People and Projects


Brian Lane, Postdoc

I am investigating compensatory plasticity in  visual thalamocortical circuits, including mechanisms that stablize V1 firing across light/dark transitions.  I am currently performing chronic in vivo recordings from V1 and dLGN in freely behaving animals to examine how light-dark transitions and monocular deprivation affect neuronal firing rates in these two regions of the brain.


Wei Wen, Postdoc

Wei is studying the signaling mechanisms that underlie the co-induction of intrinsic and synaptic homeostatic plasticity




Raul Ramos, PhD student

My project is looking to probe the role of homeostatic synaptic plasticity in associative learning and memory. To do this, we are using various molecular approaches to block synaptic scaling during conditioned taste aversion, a cortically-relevant associative learning paradigm. Outside of the lab, I love to chill with my corgi


Chi-Hong Wu, Postdoc

The big questions that fascinate me are what are the molecular mechanisms underlying homeostatic plasticity and how they mediate our behaviors. Currently I, along with Raul, am investigating the regulatory roles of homeostatic plasticity in learning and memory in rodent models using multidisciplinary approaches.


Juliet Bottorff, PhD student

Our lab recently found that upward firing rate homeostasis following monocular deprivation in rat visual cortex occurs primarily while the rat is active and awake. My project is looking into the role of the cholinergic system in enabling this cortical firing rate homeostasis, based on the idea that  cholinergic inputs modulates many cortical areas, including visual cortex, and this is a major contributor to active wake behavioral states in mammals.

Vedakumar Tatavarty, Postdoc

My research in the Turrigiano lab has focused on delineating the molecular and cellular mechanisms that regulate homeostatic plasticity.
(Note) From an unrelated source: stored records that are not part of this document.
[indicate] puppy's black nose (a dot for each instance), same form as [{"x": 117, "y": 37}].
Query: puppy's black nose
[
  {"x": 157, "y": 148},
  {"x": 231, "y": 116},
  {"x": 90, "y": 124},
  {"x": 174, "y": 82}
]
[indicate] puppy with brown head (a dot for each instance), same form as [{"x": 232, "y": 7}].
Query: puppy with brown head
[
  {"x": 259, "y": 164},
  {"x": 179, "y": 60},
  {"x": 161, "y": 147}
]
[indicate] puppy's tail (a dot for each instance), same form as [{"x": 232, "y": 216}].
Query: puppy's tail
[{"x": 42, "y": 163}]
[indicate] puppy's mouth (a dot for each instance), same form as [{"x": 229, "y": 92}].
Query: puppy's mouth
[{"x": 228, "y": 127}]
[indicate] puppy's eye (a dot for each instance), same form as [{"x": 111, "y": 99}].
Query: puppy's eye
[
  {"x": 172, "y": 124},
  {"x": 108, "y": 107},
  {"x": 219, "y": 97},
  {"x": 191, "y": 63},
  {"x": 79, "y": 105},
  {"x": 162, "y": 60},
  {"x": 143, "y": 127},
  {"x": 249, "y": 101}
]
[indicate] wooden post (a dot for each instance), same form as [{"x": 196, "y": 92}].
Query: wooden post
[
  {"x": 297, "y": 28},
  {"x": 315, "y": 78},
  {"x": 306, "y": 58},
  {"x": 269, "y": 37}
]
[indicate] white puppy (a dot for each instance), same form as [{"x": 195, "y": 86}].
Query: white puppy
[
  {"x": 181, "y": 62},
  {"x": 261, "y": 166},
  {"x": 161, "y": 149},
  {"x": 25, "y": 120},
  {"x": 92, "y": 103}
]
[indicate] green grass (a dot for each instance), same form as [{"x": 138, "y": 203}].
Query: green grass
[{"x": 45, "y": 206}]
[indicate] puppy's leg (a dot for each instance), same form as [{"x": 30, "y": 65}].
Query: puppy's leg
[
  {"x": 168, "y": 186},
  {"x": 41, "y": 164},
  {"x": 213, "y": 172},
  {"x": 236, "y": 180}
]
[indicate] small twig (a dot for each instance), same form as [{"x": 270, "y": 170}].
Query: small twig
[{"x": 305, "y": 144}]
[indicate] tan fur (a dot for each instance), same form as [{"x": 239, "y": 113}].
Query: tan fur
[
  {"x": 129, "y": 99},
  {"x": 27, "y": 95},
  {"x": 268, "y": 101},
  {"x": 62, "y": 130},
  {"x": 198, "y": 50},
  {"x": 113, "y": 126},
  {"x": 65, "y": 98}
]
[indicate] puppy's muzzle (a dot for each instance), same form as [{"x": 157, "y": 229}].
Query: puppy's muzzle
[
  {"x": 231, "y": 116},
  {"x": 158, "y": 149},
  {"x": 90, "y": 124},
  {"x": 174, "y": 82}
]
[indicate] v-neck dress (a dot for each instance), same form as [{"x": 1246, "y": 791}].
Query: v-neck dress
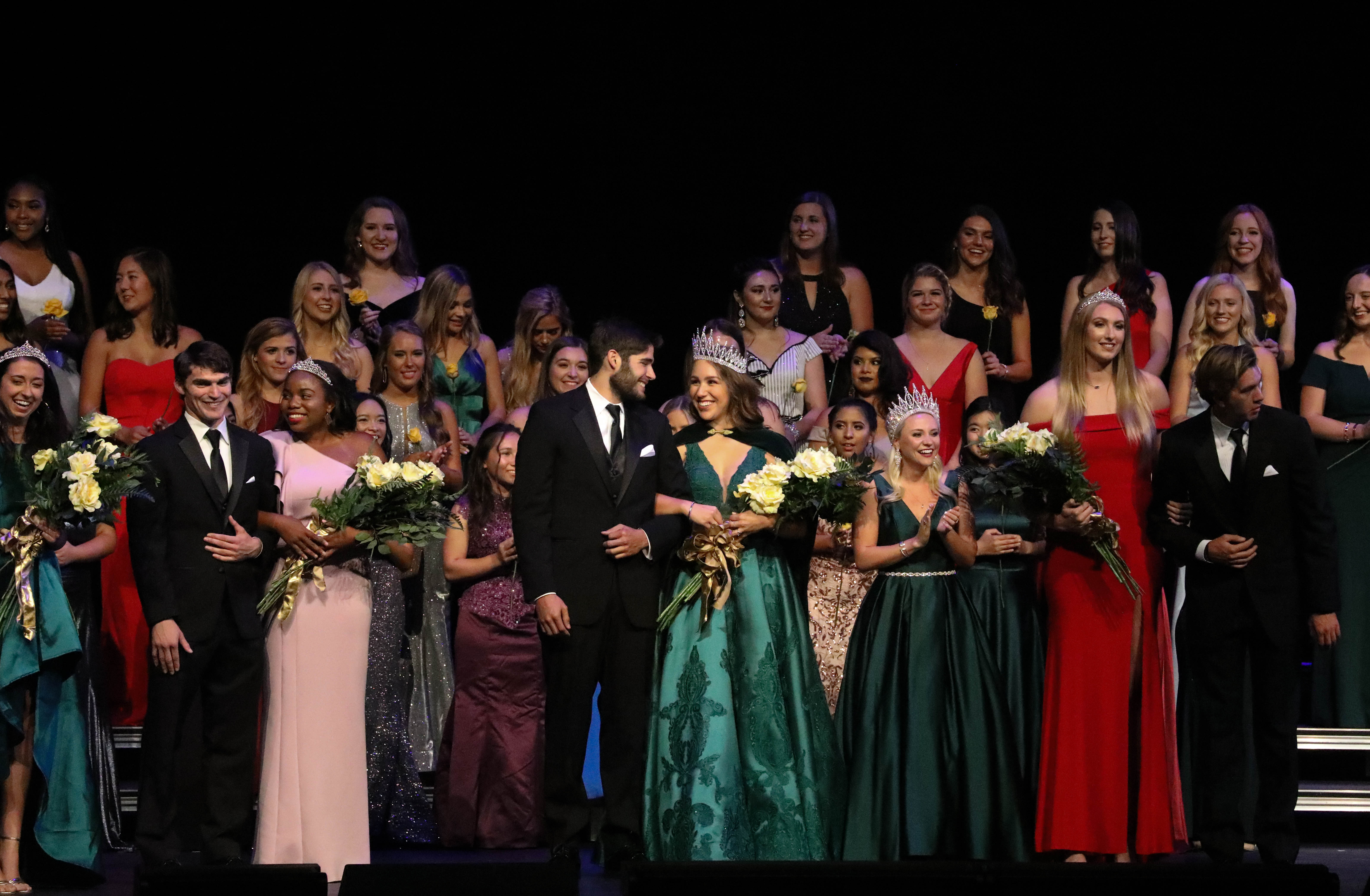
[
  {"x": 1342, "y": 676},
  {"x": 950, "y": 391},
  {"x": 742, "y": 755}
]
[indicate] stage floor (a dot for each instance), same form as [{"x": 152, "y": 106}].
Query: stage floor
[{"x": 1350, "y": 862}]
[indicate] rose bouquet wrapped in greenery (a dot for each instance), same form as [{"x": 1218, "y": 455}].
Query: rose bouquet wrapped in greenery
[
  {"x": 79, "y": 483},
  {"x": 384, "y": 501},
  {"x": 1045, "y": 472}
]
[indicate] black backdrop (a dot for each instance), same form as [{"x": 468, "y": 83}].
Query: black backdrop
[{"x": 642, "y": 208}]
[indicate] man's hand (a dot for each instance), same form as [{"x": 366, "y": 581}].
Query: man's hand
[
  {"x": 240, "y": 546},
  {"x": 553, "y": 616},
  {"x": 623, "y": 542},
  {"x": 1232, "y": 551},
  {"x": 166, "y": 639},
  {"x": 1325, "y": 628}
]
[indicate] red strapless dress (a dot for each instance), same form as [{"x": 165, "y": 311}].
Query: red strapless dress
[
  {"x": 1083, "y": 801},
  {"x": 138, "y": 395},
  {"x": 950, "y": 392}
]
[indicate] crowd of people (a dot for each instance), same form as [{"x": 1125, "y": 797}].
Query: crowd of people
[{"x": 950, "y": 676}]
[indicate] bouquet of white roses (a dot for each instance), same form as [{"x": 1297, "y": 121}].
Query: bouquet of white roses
[
  {"x": 1040, "y": 471},
  {"x": 384, "y": 501},
  {"x": 79, "y": 483}
]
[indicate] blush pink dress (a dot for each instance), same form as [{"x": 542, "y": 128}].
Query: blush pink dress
[{"x": 313, "y": 805}]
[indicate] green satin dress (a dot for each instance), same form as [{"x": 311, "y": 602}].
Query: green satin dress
[
  {"x": 1003, "y": 591},
  {"x": 927, "y": 731},
  {"x": 66, "y": 824},
  {"x": 742, "y": 755},
  {"x": 465, "y": 392}
]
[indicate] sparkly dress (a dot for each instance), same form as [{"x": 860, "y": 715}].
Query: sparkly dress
[
  {"x": 488, "y": 790},
  {"x": 836, "y": 590},
  {"x": 429, "y": 650}
]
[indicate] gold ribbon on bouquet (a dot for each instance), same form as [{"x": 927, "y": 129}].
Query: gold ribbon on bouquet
[
  {"x": 24, "y": 542},
  {"x": 295, "y": 573}
]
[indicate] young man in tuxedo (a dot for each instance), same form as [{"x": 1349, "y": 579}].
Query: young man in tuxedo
[
  {"x": 590, "y": 468},
  {"x": 201, "y": 568},
  {"x": 1262, "y": 579}
]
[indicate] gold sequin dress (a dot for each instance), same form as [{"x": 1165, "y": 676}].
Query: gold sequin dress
[{"x": 836, "y": 590}]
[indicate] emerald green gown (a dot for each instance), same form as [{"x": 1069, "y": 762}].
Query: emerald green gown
[
  {"x": 742, "y": 755},
  {"x": 66, "y": 824},
  {"x": 927, "y": 731},
  {"x": 1003, "y": 592}
]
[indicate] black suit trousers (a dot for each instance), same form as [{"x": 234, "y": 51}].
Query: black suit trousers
[
  {"x": 618, "y": 657},
  {"x": 225, "y": 671},
  {"x": 1220, "y": 647}
]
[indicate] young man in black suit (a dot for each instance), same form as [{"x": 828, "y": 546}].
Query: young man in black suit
[
  {"x": 201, "y": 568},
  {"x": 590, "y": 468},
  {"x": 1262, "y": 576}
]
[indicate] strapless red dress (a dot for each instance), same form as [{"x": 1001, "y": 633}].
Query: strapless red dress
[
  {"x": 1088, "y": 744},
  {"x": 138, "y": 395}
]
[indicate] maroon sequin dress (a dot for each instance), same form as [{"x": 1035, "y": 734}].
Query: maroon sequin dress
[{"x": 488, "y": 790}]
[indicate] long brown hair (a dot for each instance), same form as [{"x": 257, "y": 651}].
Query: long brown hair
[
  {"x": 1134, "y": 408},
  {"x": 1268, "y": 264},
  {"x": 250, "y": 373}
]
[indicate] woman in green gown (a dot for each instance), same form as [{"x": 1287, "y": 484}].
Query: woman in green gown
[
  {"x": 40, "y": 702},
  {"x": 1002, "y": 587},
  {"x": 1336, "y": 403},
  {"x": 742, "y": 755},
  {"x": 924, "y": 721}
]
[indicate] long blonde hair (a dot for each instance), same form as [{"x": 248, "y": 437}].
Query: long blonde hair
[
  {"x": 523, "y": 376},
  {"x": 1201, "y": 336},
  {"x": 1134, "y": 406},
  {"x": 346, "y": 355},
  {"x": 250, "y": 373},
  {"x": 436, "y": 301}
]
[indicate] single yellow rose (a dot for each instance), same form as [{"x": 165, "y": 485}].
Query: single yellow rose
[{"x": 86, "y": 495}]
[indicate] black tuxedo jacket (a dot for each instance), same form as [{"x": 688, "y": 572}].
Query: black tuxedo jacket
[
  {"x": 177, "y": 577},
  {"x": 1295, "y": 571},
  {"x": 562, "y": 503}
]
My current project focuses on Shank3, which has been causally linked to the pathogenesis of Autism Spectrum Disorder (ASD). Using electrophysiological and imaging approaches, I am investigating the impact that the loss of Shank3 has on homeostatic plasticity. My long-term goal is to understand how deficiencies in homeostatic mechanisms could contribute to neuropsychiatric disorders.

Alejandro Torrado Pacheco, PhD student

I am interested in how sleep regulates homeostatic plasticity in the brain. To investigate this  I use chronic in vivo electrophysiology to record the activity of neurons in the visual cortex of rats continuously over several days in a monocular deprivation paradigm. In combination with spectral analysis of LFPs and behavioral state tracking, I can use these data to understand how neuronal activity is regulated by sleep and wake states in a highly plastic system. I particularly enjoy developing new computational approaches to analyze the massive amounts of data these experiments generate.

Chelsea Groves Kuhnle, PhD student (Joint with the Van Hooser lab)

I’m studying the role of homeostatic plasticity in the functional changes observed following sensory deprivation in the developing cortex. I’m using in vivo optical imaging techniques to measure critical period ocular dominance plasticity and receptive field properties in a mouse model with known impairments in homeostatic plasticity, the Shank3 model of Autism Spectrum Disorder.

Nick Trojanowski, Postdoc

I am broadly interested in understanding how biological systems can achieve similar stable outputs from disparate underlying states. The Turrigiano lab has found that in the visual cortex, excitatory neurons have baseline firing rates that are distributed over at least three orders of magnitude. I am developing new approaches to determine both how these neurons come to occupy different positions in this distribution of firing rates, and how they homeostatically return to their firing rate set points during sustained sensory perturbation

Brian Cary, PhD student

How does sleep modulate the rules by which neurons and synapses store information? I study how synaptic plasticity changes over the course of sleep using both in vivo optogenetic recording and ex vivo slice physiology. With these tools, I hope to uncover if sleep and wake serve to temporally segregate forms of Hebbian LTP and homeostatic plasticity.


Lauren Tereshko, PhD student (joint with the Sengupta lab)

I’m thrilled to be working on a collaborative project between the Sengupta and Turrigiano labs,  exploring the function of primary cilia in developed cortical neurons. Mammalian neurons actively maintain a single primary cilium throughout their life, yet their function remains largely unknown. I hope to find a link between cilia signaling and synaptic maintenance.

Lirong Wang, Technician

Lirong keeps the culture facility running, and help out with all sorts of other essential things. She also makes the BEST dumplings.